Dopo anni di susseguioso accademico silenzio critico, fatta eccezione per gli attentissimi Carlo Linati e Pier Paolo Pasolini, Alberto e Gianni Buscaglia, incoraggiati da Dante Isella - il grande filologo e l'appassionato e rigoroso curatore dell'edizione critica dell'opera poetica in lingua milanese di Delio Tessa (Einaudi 1985) - nel 1981 propongono alla Sede Rai di Milano il primo, e forse unico, film/documentario sul grande poeta milanese. Attenti da tempo, e fuori da mode e tendenze, alla tradizione letteraria della "linea lombarda" con produzioni radiofoniche dedicate a Carlo Porta, Domenico Balestrieri, Giuseppe Parini, Carlo Dossi e al teatro degli Scapigliati, con la ricostruzione della vita e dell'opera di Delio Tessa, i fratelli Buscaglia portano sullo schermo una Milano inconsueta, priva del solito folklore meneghino, ma intrisa nelle atmosfere e nei colori "spessi e bituminosi" della vena espressionistica e visionaria della grande poesia tessiana, nel film magistralmente interpretata da Tino Carraro. Alla ricerca di quel mondo perduto che la poesia del Tessa suggerisce con grande precisione, il film si muove nella Milano da lui conosciuta e frequentata, riscoprendo quel che che è rimasto di certe strade, piazze, vicoli, edifici e insegne che nel tempo hanno addirittura cambiato funzione, come quel poco che è sopravissuto di una famosa "casa chiusa" sita nel qualtire di Brera, con le sue eleganti decorazioni liberty e le marmoree statue allusive; o l'interno ammobiliato e carico di oggetti e memorie famigliari di una vecchia casa del centro milanese.
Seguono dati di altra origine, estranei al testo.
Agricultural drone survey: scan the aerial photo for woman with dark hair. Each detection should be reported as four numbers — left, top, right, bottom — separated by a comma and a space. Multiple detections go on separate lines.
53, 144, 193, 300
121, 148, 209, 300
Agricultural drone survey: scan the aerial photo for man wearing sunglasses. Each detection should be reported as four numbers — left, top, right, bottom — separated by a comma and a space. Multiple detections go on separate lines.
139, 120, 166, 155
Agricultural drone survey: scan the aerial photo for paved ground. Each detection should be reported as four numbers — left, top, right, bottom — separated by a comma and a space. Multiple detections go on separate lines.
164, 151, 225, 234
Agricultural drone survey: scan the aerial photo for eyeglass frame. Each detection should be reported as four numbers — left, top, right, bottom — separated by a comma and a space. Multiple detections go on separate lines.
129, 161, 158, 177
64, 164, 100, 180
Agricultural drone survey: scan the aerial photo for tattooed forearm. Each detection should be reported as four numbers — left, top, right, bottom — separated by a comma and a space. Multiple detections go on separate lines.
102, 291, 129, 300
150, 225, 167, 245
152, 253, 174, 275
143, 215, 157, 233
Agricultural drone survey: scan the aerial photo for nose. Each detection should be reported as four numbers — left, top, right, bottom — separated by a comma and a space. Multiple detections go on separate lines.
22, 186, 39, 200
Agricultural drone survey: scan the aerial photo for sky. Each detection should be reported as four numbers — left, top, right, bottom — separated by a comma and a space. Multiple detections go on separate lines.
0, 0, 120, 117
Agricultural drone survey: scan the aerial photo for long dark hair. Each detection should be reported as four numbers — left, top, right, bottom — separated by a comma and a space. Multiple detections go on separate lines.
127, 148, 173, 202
Una Milano che, come la Dublino, di Joyce si illumina delle epifanie più minute e allusive del ciclo vitale dei suoi abitanti. Nel film documentario la poetica e l'analisi stilistica e linguistica dell'opera di Tessa sono affrontate  da Dante Isella con mirabile lucidità e profondità, mentre Luigi Rusca, all'epoca direttore della Mondadori e suo primo coraggioso editore con la pubblicazione di L'é el di di mort, alegher!, racconta di un Tessa più intimo, quello da lui conosciuto nella vivace e anticonformista Milano artistica degli anni Trenta.